Matthias Bublath and Michi Ruzitschka: Duo Norte Sul (self-released?)
On a rather more sober and dignified note… The debut album by these two European jazz virtuosi is a very tasteful homage to Brazil’s rich musical culture. And if the idea of a pair of Europeans “doing” Brazil sounds a trifle inauthentic, their credentials are impeccable. Matthias Bublath is one of those rare beasts, a specialist on the Brazilian 7-string acoustic guitar, while Austrian pianist Michi Ruzitschka spent two decades in Brazil, immersing himself in the country’s music. The album is a mix of original compositions and reinterpretations of Brazilian classics, all played with class, verve and a symbiotic sense of communion.

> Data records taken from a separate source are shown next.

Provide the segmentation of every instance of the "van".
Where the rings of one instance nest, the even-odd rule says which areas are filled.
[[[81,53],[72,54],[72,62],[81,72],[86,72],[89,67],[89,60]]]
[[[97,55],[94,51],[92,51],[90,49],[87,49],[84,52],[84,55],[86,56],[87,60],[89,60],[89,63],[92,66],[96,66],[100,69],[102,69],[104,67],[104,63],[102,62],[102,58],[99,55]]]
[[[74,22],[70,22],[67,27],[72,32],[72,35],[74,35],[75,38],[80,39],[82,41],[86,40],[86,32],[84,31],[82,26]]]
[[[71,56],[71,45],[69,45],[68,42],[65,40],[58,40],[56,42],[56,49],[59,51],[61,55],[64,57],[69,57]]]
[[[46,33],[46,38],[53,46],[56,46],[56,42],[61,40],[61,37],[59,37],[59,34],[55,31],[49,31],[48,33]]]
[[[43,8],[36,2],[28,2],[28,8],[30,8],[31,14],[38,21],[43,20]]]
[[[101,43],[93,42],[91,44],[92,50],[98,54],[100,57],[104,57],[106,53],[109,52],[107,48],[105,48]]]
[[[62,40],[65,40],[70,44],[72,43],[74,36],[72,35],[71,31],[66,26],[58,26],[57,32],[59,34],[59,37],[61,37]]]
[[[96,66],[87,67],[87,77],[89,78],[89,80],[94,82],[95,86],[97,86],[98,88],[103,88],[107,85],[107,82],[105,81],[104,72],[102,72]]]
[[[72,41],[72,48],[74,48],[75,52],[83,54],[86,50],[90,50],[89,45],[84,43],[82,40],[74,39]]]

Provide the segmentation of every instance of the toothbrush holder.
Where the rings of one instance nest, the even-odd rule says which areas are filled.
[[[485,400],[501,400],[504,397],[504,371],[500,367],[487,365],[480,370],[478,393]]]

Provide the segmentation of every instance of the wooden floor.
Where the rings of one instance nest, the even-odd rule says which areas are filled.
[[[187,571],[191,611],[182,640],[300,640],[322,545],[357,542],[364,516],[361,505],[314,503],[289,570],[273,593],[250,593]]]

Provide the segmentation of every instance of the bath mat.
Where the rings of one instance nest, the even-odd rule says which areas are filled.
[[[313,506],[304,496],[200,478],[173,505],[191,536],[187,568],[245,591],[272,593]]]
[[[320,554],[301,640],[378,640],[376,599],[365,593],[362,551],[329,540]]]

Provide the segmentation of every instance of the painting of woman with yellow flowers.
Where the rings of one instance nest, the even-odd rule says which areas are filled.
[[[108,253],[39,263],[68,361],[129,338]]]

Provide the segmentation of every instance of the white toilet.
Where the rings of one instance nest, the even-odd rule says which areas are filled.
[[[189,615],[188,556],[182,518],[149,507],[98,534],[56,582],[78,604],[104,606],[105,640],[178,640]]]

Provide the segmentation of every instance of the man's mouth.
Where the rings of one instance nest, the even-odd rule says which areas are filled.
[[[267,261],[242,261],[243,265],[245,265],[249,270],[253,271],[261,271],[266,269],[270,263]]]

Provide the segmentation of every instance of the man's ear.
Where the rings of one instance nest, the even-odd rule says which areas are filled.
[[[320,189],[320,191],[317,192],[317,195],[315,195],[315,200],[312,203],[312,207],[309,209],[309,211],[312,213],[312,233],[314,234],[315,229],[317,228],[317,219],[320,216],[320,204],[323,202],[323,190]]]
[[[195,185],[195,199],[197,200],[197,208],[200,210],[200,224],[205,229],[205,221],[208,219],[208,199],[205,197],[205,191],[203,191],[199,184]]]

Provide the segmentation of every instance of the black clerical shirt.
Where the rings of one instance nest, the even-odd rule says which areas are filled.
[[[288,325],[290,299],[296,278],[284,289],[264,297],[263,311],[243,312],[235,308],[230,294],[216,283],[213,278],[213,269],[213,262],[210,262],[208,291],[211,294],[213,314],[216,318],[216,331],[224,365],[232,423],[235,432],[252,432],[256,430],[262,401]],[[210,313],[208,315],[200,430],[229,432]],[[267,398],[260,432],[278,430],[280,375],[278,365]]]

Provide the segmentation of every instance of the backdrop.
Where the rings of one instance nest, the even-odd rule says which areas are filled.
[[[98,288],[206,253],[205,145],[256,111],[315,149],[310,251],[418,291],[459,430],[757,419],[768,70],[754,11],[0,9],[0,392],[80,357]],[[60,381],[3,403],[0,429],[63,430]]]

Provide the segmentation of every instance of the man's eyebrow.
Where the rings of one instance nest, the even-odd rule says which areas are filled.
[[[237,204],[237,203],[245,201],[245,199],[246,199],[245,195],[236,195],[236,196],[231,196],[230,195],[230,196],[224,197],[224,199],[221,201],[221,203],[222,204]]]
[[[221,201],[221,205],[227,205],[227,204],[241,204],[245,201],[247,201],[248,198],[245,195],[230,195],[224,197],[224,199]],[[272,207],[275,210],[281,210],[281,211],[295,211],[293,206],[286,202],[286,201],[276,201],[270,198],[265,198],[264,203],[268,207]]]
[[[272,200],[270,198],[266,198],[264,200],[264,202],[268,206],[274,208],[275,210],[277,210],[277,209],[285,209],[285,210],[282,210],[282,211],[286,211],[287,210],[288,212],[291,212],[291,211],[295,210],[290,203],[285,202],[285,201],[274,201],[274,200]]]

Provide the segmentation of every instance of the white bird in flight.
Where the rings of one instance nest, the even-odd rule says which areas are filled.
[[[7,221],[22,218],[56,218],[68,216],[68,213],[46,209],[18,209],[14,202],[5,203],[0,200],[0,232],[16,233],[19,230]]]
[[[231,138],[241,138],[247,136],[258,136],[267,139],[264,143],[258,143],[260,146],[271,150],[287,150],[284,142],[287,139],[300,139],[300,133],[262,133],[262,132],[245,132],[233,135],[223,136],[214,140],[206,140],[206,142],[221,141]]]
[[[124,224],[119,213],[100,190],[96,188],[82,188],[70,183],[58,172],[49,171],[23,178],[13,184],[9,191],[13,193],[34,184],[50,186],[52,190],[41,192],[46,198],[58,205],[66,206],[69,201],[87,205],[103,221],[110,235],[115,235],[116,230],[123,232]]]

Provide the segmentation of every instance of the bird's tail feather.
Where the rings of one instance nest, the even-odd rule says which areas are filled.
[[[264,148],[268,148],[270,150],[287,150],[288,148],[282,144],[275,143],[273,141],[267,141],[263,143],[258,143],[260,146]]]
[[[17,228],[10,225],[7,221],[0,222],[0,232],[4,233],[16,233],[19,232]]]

Joaquín Cornejo meets Markandeya: Vision Versions (Earthly Measures)
But enough already of such cerebral stuff! Here’s something that’s the kind of equivalent of Aero, the chocolate bar with air-bubbles – although I don’t want to suggest that you get the equivalent of less chocolate for your hard-earned money. I’ve been enjoying this off and on for some time and have kept meaning to bring it to your attention. Señor Cornejo is an Ecuadorian producer and DJ based in the nation’s capital and on his second vinyl release he re-imagines the Colombia-based Swedish producer Markandeya’s Vision Dubs. The original is fairly laid-back and spacey in its own right, but Cornejo goes into interstellar under-drive and the result is the aural equivalent of a flotation tank. Don’t get me wrong, though, I rather like to deprive my senses from time to time.